# Back After 6 Years, SOS Sometimes :smile2:



## HSK (Oct 8, 2012)

Hi all,

I was here in the fall of 2012 as my marriage was falling apart. At the time I was becoming aware of my "nice guy-ness" (as defined by the book "No More Mr Nice Guy"), and working around those issues to improve myself, including becoming comfortable with my sexual desire, self-care, and good personal boundaries.

OK. Fast forward 6 years. I've come a long way, baby! And I'm glad.

I am now in a relationship with a woman who experienced CSA as well as other issues that has made it difficult for her to be desired. I met her about five years ago, and am sure we self-selected each other (I was still pretty "nice" and didn't maintain good boundaries, and was more than willing to accept other people's blame). She's a good person, and I care about her a great deal, but I'm starting to come to the conclusion that she's not "keeping up with me" from a self-improvement standpoint.

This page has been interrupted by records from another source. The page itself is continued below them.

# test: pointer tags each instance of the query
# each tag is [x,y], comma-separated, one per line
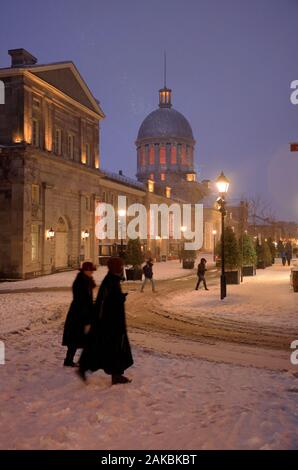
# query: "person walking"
[148,275]
[201,273]
[283,256]
[289,252]
[107,346]
[80,312]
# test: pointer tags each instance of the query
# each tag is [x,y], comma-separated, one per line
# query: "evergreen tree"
[249,255]
[134,254]
[232,251]
[272,248]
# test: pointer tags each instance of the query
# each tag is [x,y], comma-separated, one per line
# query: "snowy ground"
[177,399]
[266,298]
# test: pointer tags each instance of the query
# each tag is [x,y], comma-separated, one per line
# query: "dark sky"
[230,64]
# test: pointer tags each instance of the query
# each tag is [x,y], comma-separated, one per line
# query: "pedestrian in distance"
[201,273]
[148,275]
[107,346]
[79,315]
[283,257]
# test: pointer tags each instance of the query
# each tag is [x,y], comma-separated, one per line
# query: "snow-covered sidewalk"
[162,270]
[172,403]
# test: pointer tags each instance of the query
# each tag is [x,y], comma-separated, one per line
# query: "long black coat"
[80,312]
[107,345]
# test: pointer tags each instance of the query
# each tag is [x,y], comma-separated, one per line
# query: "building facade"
[50,176]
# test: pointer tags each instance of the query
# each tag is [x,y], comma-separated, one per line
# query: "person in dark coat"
[201,273]
[148,275]
[80,312]
[107,345]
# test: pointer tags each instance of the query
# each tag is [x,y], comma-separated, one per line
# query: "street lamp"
[214,232]
[222,184]
[121,214]
[183,229]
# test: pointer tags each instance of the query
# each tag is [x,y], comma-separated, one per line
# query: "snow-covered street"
[207,374]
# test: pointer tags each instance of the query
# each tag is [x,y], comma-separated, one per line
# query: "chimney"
[21,58]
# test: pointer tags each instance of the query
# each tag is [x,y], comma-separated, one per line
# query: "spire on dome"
[165,93]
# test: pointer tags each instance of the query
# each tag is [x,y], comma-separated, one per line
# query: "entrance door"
[61,249]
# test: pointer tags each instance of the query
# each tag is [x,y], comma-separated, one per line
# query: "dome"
[165,122]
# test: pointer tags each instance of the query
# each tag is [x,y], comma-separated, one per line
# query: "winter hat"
[88,266]
[115,265]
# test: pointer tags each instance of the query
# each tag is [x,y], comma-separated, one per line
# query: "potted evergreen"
[232,257]
[134,258]
[273,249]
[267,254]
[263,255]
[249,256]
[188,258]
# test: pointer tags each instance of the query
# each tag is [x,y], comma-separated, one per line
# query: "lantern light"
[222,183]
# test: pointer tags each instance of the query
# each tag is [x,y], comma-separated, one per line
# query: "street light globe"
[121,212]
[222,183]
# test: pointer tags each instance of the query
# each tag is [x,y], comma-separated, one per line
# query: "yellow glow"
[222,183]
[150,186]
[17,139]
[190,177]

I don't say this as a boast, but rather in sadness and with compassion. Self-improvement isn't easy.

Anyway, I'm not going to go into any specific issues here. Just introducing myself. I will post in other places seeking feedback from others about specific situations that I'm working through, with her.

Best
HSK


----------



## Bananapeel (May 4, 2015)

Welcome back. Quick question for you. Do you really want to be in a relationship with a CSA survivor or would you prefer to be in a relationship with someone that doesn't come with serious problems you have to work through? Relationships are hard enough as is without having to deal with those issues. Most people will be happier finding someone that is a happy, healthy, person that doesn't have serious issues. This isn't to say that CSA survivors aren't worthy of being in a relationship with, but just the ones that have deep seated issues that they haven't sought to address probably aren't a good choice for someone looking for an unburdened relationship.


----------



## HSK (Oct 8, 2012)

Bananapeel said:


> Welcome back. Quick question for you. Do you really want to be in a relationship with a CSA survivor or would you prefer to be in a relationship with someone that doesn't come with serious problems you have to work through?


Hi Bananapeel, I appreciate the question. It's at the core of what I'm going through right now. I don't think you could have hit the nail on the head any better than you did. Thanks!

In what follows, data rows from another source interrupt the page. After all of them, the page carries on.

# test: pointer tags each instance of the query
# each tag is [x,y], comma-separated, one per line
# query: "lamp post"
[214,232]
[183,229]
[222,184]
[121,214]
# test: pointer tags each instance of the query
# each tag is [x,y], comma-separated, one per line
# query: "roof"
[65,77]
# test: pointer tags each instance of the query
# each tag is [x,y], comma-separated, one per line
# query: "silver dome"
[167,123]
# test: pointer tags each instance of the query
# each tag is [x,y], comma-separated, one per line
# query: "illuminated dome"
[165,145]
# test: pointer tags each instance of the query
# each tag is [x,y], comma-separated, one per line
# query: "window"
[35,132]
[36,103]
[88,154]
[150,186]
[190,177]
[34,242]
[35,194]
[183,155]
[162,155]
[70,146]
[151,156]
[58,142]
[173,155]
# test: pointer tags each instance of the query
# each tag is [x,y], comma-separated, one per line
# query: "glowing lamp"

Oh additionally, she has done work around this - and she's willing to do more. But your question is still very valid. Our problems now stem from what I consider to be a boundary violation. She's asking me to do her work (and doesn't think it's an ask). And this isn't the first time. I'm just getting much better at detecting them.


----------



## Bananapeel (May 4, 2015)

The solution is very simple. You just have to do what is right for you and what makes you happy. Her burdens are not your burdens to bear, unless you do so willingly and lovingly of your own volition rather than out of obligation. How long have you been dating her for? Are you in love with her? Would she do the work to improve herself regardless of whether you two are in a relationship together or is she just trying to work on it to appease you?


----------



## HSK (Oct 8, 2012)

Bananapeel said:


> The solution is very simple. You just have to do what is right for you and what makes you happy. Her burdens are not your burdens to bear, unless you do so willingly and lovingly of your own volition rather than out of obligation. How long have you been dating her for? Are you in love with her? Would she do the work to improve herself regardless of whether you two are in a relationship together or is she just trying to work on it to appease you?


Hallelujah Bananapeel, have no fear, I am well aware of the first several things. Thank you however for making sure I know.

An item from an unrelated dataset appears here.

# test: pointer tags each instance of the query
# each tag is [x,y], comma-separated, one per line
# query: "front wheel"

We've been dating for five years; I am in love with her. I don't know if she would do the work on her own (I don't think she was aware of the need). That last question - would she do the work without me - is another thing I'm trying to get to the bottom of. Because yes, I know that the work is for the individual alone, not for the relationship.

Thanks Bananapeel, I couldn't ask for a better reintroduction.


----------